И без всяких «сюпервизий» могу засвидетельствовать все его исподнее остервенение. Мы, актеры-любители – или малоголосье или скороглаголивые: птичье что-то выпискивалось вместо слов и какой-то дополнительный горловой вылет или вызвук ни-с-того, ни-с-сего, и притом неуместно. И как раз главная актриса и была подвержена этому птичьему повреждению. И вот, несмотря на все наше убожество и безнадежность сделать нас, непутевых, путными, какой был громовой налет и растерзание у режиссера – а что же, представляю себе, когда под его рукой играли не такие, а настоящие актеры, – да прямо сказать: не лез, а вылезал из кожи.

* * *

Годы свое берут, терпеливое время все ровняет. От черных дьяконских локонов – собачьи лохмы, от Антиноя – одно божественное имя, остервенение остыло – и только отпечаток уже «избитых» приемов, напускных, без сердца. Осталось благочестие Теофила: с постановки «Чуда о Теофиле»37 в Старинном Театре началась когда-то слава Евреинова. Всякое воскресенье за обедней у Знамения на Микель-Анж38 вы можете встретить Евреинова: с каким смирением выстаивает он долгую службу с истовым крестом и поклонами. А среди недели бегает в какую-то «скопческую» церковь и там подпевает. Благочестие – это его крепкая поддонная память и еще осталось – неподражаемая шляпа, фессалийская!

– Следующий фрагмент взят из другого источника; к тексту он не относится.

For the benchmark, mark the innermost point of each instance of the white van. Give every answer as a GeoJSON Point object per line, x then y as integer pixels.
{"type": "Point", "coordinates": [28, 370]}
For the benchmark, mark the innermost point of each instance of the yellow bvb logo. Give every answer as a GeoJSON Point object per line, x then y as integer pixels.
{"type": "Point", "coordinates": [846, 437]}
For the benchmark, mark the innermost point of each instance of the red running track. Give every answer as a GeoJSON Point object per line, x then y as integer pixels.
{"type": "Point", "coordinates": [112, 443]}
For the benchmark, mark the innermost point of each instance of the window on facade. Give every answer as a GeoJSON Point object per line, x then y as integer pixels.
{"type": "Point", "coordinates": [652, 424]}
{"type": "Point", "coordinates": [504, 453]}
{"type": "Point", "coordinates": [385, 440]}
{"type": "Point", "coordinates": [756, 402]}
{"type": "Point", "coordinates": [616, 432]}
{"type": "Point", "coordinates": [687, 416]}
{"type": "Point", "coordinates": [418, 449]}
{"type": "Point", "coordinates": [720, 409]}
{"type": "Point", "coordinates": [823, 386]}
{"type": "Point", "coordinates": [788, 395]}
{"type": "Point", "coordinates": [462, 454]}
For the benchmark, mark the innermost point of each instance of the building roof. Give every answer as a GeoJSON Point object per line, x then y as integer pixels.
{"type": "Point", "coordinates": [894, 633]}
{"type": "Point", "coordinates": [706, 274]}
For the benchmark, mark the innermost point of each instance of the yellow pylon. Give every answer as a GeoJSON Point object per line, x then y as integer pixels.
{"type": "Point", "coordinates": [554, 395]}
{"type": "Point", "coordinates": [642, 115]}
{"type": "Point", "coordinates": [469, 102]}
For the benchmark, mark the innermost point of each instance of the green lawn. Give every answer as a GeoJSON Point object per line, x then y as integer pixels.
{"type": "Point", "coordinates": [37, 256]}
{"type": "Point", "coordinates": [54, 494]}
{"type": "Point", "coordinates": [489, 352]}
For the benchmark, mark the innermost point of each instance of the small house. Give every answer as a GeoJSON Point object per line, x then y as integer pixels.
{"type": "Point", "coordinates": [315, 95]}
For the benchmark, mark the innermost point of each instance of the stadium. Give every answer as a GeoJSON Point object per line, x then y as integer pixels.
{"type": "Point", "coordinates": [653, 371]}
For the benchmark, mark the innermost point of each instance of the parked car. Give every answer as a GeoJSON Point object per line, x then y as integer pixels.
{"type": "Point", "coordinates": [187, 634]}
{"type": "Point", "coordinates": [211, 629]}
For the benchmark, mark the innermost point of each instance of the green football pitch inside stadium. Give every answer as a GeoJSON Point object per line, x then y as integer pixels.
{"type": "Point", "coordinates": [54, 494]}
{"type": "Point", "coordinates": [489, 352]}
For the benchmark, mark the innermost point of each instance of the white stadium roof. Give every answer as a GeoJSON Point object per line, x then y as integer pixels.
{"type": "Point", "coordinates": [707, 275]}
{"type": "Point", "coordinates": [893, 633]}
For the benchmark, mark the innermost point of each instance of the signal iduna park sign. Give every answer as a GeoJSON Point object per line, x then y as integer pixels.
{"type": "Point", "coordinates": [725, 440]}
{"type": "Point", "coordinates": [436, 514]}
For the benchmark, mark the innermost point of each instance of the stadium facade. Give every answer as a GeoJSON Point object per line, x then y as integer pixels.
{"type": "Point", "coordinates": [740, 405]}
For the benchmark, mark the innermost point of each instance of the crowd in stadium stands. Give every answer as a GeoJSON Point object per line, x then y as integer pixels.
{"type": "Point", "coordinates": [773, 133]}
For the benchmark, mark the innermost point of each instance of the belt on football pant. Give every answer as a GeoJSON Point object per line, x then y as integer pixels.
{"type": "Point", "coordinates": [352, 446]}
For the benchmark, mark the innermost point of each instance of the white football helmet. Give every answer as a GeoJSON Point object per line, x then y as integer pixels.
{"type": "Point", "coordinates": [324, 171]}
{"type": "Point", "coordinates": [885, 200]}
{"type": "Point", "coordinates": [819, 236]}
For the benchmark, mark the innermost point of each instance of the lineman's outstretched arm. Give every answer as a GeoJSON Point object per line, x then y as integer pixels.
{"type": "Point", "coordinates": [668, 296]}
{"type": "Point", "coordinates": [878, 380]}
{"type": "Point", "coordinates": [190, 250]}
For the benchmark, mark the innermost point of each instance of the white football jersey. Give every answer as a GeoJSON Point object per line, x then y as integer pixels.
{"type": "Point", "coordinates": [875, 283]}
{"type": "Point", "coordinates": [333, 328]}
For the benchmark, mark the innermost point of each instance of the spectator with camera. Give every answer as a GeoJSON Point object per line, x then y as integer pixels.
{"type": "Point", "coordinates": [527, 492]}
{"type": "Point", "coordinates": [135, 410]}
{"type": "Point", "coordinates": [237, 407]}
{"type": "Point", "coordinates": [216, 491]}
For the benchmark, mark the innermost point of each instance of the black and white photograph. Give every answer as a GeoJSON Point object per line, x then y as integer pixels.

Во всем нашем Отой такая фессалийская полнолунием у Евреинова и у «придворного» фотографа Лиже, а на той стороне Сены у Гротхойзена, известного под кличкой «проводника покойников» по судьбе трех самых блестящих за последнее двадцатилетие парижских журналов: «Navir d’Argent», «Commerce», «Mesures», в которых принимал он самое близкое участие.

Но никто не умеет обращаться со шляпой (Гротхойзен вообще не снимает и не выделывает ею никаких двусмысленных знаков за ветхостью матерьяла), никто не снимет и так не покрутит, как Евреинов и Лиже. Это целая наука, как с веером. И за особенный изысканный жест и воздушные «па» со шляпой Евреинова принимают за фотографа: «portraitiste hors concours»39.

Среди знатных особ «обоего пола» русских парижан имя Евреинова всем известно по его «Самому главному»40. И особенно среди дам. «В Бозе почившая» Елена Николаевна (простые смертные если умирают, так безо всякого и отмечается «помер», а знатным – «в Бозе»), Елена Николаевна, когда говорила о Евреинове, не допускала ни малейшей критики, все, что Евреинов, все «хорошо и лучше быть не может». «Холопское» направление в литературе тянет ту же песню, но Елена Николаевна не писательница и притом никакой корысти. И Боже упаси какой-нибудь намек или сомнение, она впадала в неистовство, все самое оскорбительное падало на вашу голову и ничего не оставалось, как только позорно вставать и раскланяться. Я уверен, что тут тоже не без шляпы: невесомая магия движущегося плотного вещества.

Тоже знатная – из «обоего пола», лицо духовное, как-то в разговоре о общих знакомых заметил и не без добродушия и даже с каким-то неподходящим умилением: «А когда я встречаю на улице Евреинова и как он со мной здоровается, я перерождаюсь: я чувствую себя балериной! – и он конфузливо приподнял свою рясу, – да воистину, чародей!»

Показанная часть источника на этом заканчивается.